Introduction
Last updated on 2024-03-12 | Edit this page
Overview
Questions
- Why should I learn to monitor performance of my Slurm jobs?
- What other features of Slurm can I use to help with my workflows?
Objectives
- Understand why jobs should be monitored carefully.
- Understand how Slurm’s additional features can alleviate pain points.
A Common Story
Imagine you’re a researcher who has spent a good chunk of their time in research in the lab, or you’re a researcher who does do a fair amount of computational research, but you’ve only been using laptop so far. And one day, you join a new project that suddenly has a HUGE amount of data to process - an amount that would take your laptop years to get through!
Your PI has suggested that you give WEHI’s Milton HPC facility a go. Milton has thousands of CPU cores, petabytes of storage, and terrabytes of RAM to use! That would make processing this huge dataset a breeze!
Since that suggestion, you’ve attended some introductory courses and maybe you’ve found other researchers who know a bit about using Milton, and you’ve managed to get started with using the Slurm scheduler and submitting jobs.
But up until now, you’ve just been doing things in ways that works, but you might be wondering whether yours jobs are setup to run optimally. Maybe you’ve received emails from grumpy sysadmins about inappropriately using resources. Or maybe you want to know how to make it easier to more easily submit many similar jobs or jobs that depend on each other.
If you’re new to Linux, you might’ve thought about submitting these jobs manually! If you’ve done a bit of scripting, you might’ve thought to use script arguments and a for loop to submit all the jobs. This works, but Slurm also has job arrays! As we’ll see in a later episode, job arrays are a Slurm feature that can help you submit many similar jobs in one go!

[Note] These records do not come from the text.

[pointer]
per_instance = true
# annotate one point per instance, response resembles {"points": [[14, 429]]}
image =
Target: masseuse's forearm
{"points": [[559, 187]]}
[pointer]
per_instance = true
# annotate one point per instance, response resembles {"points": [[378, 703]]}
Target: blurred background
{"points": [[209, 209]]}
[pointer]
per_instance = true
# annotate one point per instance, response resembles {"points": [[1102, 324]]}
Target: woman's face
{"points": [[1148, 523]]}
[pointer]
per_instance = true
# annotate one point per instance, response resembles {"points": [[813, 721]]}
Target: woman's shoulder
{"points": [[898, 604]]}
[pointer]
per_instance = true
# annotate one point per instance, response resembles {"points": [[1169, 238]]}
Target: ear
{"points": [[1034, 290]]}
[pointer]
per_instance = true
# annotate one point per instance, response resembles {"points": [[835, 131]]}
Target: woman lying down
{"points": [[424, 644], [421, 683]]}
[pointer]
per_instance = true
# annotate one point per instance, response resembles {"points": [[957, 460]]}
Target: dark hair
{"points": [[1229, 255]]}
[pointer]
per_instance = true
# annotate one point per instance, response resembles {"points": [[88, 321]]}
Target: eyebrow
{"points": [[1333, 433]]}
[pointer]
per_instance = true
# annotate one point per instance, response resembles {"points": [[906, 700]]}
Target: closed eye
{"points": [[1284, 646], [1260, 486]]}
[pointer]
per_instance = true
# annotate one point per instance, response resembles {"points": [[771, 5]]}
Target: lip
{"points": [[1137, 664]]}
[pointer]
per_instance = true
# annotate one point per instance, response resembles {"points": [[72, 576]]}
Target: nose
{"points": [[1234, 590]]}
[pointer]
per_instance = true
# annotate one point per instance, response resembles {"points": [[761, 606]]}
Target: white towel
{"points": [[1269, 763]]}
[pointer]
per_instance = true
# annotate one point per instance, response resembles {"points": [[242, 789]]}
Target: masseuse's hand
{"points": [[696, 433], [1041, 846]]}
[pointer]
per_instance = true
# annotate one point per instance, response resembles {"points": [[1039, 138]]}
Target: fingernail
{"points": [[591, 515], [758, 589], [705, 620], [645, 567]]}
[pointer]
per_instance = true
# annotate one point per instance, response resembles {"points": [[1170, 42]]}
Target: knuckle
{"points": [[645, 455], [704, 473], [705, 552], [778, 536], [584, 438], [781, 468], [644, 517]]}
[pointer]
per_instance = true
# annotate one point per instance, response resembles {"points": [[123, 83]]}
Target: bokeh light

If the second step is short, you might put the two steps into a single Slurm job. But what if the second step takes a large amount of time? Putting these two steps in the same job, could unfairly occupy resources others could use!
You might also do this manually i.e., wait for the first step to finish, and then submit the second job afterward.
Slurm also has job dependency features that you can take advantage of to help with pipelines. We’ll cover this in a future episode!